An example. Programming-by-contract consists of adding pre- and post- conditions to code that are, hopefully, complete. We'll ignore that "hopefully" for a moment and introduce some example code for a post- condition:

post[a]:
    # length of array is unchanged
    len(a) == len(__old__.a)
    # all elements given are still in the array
    forall(__old__.a, lambda e: __old__.a.count(e) == a.count(e))
    # the array is sorted
    forall([a[i] >= a[i-1] for i in range(1, len(a))])

This is from Contracts for Python (pycontract). These checks are for a sort(...) function, but note that they don't specify whether the sort(...) function works or not for all its inputs, which is a definition of a proof. They merely test the sort(...) function every time you feed it some input. So in other words, they're really no different from a test suite, albeit one which is said to be a complete set of tests. (You would have to verify this on every possible input, though, which is impossible because there are an infinite amount.)

Given that Dijkstra said "deal with all elements of a set by ignoring them and working with the set's definition", clearly he wasn't thinking about programming-by-contract.

One question I have about what Dijkstra argues is whether the idea of proof based programming applies to higher level langauges. Since there weren't any really high level languages like perl6 around when Dijkstra wrote the paper, in 1988, perhaps he merely didn't think about them, thus rather succumbing to the thing that he warned against. That would seem odd though.

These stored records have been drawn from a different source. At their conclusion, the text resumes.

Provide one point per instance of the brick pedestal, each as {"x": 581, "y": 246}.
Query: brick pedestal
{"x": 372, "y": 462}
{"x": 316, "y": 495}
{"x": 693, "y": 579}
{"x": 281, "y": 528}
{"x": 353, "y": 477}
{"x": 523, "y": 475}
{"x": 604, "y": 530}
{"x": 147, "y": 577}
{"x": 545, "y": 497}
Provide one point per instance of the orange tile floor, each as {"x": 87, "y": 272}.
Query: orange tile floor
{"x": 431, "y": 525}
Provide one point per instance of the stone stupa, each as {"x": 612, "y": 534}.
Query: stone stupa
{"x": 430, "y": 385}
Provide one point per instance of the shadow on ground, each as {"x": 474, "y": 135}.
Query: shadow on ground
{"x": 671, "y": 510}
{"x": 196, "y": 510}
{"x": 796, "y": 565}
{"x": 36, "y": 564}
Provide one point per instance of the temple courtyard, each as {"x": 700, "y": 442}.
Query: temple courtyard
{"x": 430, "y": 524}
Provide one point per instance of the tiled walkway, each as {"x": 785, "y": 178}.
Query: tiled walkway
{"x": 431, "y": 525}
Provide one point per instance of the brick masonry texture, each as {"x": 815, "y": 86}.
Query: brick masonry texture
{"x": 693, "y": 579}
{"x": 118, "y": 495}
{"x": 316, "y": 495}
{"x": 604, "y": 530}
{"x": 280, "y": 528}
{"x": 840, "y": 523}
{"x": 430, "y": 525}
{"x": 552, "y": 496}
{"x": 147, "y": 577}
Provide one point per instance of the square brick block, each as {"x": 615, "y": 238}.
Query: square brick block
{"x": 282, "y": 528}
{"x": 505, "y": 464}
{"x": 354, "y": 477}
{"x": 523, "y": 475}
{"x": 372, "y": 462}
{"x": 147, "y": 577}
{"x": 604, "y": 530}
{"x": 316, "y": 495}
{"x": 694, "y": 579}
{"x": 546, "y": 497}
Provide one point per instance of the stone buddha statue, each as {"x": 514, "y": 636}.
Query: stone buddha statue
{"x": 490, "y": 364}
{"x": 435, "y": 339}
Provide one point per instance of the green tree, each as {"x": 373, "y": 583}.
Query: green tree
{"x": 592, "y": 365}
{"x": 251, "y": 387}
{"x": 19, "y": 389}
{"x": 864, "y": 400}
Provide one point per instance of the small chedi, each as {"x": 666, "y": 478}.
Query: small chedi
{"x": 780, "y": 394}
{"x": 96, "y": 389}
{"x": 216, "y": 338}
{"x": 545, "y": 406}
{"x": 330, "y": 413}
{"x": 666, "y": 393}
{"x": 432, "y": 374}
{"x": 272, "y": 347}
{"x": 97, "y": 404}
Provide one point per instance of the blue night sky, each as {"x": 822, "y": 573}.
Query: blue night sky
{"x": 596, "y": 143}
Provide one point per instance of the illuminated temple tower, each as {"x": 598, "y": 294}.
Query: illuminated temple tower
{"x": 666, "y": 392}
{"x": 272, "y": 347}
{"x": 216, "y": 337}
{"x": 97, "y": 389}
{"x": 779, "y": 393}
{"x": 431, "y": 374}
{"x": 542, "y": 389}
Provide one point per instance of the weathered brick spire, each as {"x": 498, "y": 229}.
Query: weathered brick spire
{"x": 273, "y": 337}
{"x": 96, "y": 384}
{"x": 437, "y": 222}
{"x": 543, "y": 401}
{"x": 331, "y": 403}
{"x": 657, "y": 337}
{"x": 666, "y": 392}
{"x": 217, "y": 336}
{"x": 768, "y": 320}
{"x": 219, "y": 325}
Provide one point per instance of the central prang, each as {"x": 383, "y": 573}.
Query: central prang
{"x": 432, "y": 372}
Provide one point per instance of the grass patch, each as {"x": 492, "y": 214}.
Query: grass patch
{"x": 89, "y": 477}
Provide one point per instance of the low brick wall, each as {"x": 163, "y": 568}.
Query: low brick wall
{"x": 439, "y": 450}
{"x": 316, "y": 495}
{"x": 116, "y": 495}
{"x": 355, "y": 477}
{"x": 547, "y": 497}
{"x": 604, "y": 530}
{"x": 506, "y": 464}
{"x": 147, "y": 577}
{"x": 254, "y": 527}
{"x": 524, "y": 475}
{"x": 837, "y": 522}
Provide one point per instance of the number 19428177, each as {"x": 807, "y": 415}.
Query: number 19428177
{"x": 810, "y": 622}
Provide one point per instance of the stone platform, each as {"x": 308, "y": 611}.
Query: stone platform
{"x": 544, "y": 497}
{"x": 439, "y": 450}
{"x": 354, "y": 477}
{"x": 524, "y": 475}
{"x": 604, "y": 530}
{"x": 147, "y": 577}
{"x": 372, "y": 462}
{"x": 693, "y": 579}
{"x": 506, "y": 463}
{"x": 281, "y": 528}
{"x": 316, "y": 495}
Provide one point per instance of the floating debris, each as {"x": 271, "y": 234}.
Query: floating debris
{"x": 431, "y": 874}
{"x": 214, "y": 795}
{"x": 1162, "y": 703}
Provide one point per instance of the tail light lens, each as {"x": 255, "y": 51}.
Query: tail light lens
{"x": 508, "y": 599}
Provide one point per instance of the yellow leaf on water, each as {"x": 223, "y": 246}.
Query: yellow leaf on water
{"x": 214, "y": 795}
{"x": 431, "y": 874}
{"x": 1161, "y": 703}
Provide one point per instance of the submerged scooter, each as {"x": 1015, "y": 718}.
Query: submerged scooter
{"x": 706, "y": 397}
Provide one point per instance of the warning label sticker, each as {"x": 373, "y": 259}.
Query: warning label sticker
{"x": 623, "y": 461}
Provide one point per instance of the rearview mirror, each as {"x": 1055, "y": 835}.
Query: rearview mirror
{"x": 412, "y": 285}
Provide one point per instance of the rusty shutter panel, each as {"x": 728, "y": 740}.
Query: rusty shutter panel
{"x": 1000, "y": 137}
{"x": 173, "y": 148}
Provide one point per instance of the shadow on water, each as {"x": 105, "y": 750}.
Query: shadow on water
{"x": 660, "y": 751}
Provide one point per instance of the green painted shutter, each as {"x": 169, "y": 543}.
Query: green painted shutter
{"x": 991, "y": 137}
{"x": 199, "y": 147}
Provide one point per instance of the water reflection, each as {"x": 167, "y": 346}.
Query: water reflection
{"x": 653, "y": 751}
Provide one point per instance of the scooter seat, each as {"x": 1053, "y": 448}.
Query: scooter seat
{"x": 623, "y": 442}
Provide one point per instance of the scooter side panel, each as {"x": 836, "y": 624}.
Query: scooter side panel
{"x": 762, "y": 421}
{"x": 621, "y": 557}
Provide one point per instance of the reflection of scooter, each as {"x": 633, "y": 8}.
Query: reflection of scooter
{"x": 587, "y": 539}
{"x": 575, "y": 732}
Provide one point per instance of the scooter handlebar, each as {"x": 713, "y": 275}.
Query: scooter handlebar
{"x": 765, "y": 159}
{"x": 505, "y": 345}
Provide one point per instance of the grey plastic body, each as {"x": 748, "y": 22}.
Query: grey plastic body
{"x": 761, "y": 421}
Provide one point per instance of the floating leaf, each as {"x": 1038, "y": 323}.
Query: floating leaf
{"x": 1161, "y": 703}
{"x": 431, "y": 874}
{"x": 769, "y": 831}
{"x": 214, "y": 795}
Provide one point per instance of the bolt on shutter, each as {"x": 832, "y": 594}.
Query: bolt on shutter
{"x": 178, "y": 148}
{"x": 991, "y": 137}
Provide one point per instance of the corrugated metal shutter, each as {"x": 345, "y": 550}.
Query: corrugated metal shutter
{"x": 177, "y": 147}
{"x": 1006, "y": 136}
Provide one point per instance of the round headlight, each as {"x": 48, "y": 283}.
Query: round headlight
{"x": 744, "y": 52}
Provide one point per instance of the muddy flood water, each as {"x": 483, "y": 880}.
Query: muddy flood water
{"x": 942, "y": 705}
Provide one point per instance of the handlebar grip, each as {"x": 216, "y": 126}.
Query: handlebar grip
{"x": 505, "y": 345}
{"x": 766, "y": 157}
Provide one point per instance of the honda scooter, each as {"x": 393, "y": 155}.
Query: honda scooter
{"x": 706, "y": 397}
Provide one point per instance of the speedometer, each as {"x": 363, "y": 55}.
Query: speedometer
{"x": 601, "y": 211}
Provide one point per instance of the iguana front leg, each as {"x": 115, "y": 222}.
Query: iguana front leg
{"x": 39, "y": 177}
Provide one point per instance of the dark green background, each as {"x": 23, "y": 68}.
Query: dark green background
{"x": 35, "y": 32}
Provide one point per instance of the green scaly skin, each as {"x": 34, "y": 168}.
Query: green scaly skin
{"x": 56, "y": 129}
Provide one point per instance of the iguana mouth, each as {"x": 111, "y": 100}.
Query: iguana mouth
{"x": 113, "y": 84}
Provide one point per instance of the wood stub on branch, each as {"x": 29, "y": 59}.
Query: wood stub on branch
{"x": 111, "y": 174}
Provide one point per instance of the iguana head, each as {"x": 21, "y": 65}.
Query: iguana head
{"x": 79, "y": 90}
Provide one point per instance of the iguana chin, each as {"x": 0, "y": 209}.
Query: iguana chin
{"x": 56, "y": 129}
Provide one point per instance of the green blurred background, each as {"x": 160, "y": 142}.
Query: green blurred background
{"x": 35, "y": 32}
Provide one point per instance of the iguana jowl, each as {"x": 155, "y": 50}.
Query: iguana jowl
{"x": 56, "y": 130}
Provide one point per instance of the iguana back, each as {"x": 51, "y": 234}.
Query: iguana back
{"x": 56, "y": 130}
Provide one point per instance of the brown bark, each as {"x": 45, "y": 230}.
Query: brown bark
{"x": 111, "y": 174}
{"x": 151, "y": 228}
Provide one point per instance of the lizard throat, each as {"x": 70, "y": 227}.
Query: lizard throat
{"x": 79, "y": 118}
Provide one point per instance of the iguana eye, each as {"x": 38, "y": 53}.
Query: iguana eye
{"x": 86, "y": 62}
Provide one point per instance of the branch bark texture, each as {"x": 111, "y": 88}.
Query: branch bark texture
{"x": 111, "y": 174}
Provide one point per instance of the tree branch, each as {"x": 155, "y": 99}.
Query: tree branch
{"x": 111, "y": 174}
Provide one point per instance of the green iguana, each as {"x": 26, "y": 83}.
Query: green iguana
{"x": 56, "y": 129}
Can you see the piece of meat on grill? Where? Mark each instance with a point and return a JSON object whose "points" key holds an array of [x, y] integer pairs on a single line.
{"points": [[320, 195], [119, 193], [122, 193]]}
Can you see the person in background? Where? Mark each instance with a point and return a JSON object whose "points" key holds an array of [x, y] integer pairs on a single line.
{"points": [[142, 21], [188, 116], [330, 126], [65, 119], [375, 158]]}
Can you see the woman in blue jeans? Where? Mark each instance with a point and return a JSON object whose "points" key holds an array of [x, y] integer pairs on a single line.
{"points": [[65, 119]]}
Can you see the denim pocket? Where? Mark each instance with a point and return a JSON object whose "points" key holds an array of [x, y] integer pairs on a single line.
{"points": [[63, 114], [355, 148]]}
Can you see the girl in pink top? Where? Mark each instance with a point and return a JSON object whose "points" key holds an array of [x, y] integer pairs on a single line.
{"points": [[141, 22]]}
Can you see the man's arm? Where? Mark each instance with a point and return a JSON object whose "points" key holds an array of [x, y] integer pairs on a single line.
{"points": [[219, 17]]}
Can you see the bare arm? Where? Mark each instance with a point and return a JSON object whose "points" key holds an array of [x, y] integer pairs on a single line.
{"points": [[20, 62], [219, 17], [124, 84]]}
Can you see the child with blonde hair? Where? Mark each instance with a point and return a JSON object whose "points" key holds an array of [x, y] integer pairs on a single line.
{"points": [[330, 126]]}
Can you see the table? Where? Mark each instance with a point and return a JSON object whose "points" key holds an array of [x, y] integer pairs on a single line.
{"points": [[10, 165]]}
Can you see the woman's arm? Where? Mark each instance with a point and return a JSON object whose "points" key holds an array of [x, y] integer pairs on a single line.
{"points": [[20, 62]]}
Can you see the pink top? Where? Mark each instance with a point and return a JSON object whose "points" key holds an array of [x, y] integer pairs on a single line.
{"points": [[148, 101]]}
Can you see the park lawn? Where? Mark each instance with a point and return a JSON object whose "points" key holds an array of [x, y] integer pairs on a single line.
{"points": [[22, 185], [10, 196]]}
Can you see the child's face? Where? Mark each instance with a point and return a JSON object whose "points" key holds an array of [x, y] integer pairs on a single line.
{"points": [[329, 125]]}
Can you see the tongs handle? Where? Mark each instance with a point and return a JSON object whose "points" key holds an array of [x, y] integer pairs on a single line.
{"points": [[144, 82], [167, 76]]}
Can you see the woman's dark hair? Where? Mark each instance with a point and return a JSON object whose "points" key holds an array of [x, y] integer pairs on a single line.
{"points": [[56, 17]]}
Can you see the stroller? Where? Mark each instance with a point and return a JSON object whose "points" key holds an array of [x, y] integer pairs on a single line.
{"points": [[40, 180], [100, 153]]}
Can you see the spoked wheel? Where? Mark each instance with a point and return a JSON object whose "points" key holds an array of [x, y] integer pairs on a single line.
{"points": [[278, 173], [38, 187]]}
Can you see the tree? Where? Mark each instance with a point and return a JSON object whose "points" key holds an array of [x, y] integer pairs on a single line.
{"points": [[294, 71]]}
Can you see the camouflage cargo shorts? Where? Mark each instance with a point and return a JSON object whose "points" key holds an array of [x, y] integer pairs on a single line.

An alternative is that there is a positive answer to the underlying question, i.e. are high-level programming languages compatible with provability? I've been thinking about this with respect to perl6, which is getting very generalised, with its bytecode broken out into Parrot and hence perl6 being viewable as just a dialect for a particular set of core semantics. Surely there are people working on these core semantics, their verifiability at different levels, and so on?

Kevin Reid pointed out that bugs (or errors, as Dijkstra suggest we call them) can manifest at various levels of a system. My power supply might get interrupted, or my OS might crash, or the code might memory leak, or it might assign the empty string to a buffer that had important information, or its interface might coerce me into making a mistake when using it. I'm interested in the high-level bugs because those are ones that I can rectify. I can write a new editor, but I can't write a new OS. I think that it's more critical to fix OSes than editors, but that's not something you can hack on in your garage: that requires social placement and other serendipities. And, indeed, perhaps some kind of trickledown effect may be observed whereby making more robust high-level programs may lead to people in the right places putting more effort into creating robust low-level programs. Which is ironic since usually I think about it from the other way around.

2007-08-15 13:24 UTC:

Björn points out that "you don't really want to know what a system does, so long as it does what you want it to". Kevin grumbles that his point about contracts being more like goals rather than proofs didn't reach Whits, so I'm putting that right here. In other words, he says, "it is true that the contract is not a proof; but it is a formal specification of something to prove". So programming-by-contract is something which is useful to the act of proof, just in an orthogonal direction.

What Björn pointed out seems connected to the fact that if you're setting out to prove the wrong thing in the first place, then your program is going to be Broken By Design. Meeting your requirements is irrelevant if your requirements happen to be wrong or useless in the first place. This is, I suppose, an even higher-level form of bug, but of no lesser importance. I think that fields like interaction design are bound to be more necessarily geared towards solving such things, but I don't know much about them.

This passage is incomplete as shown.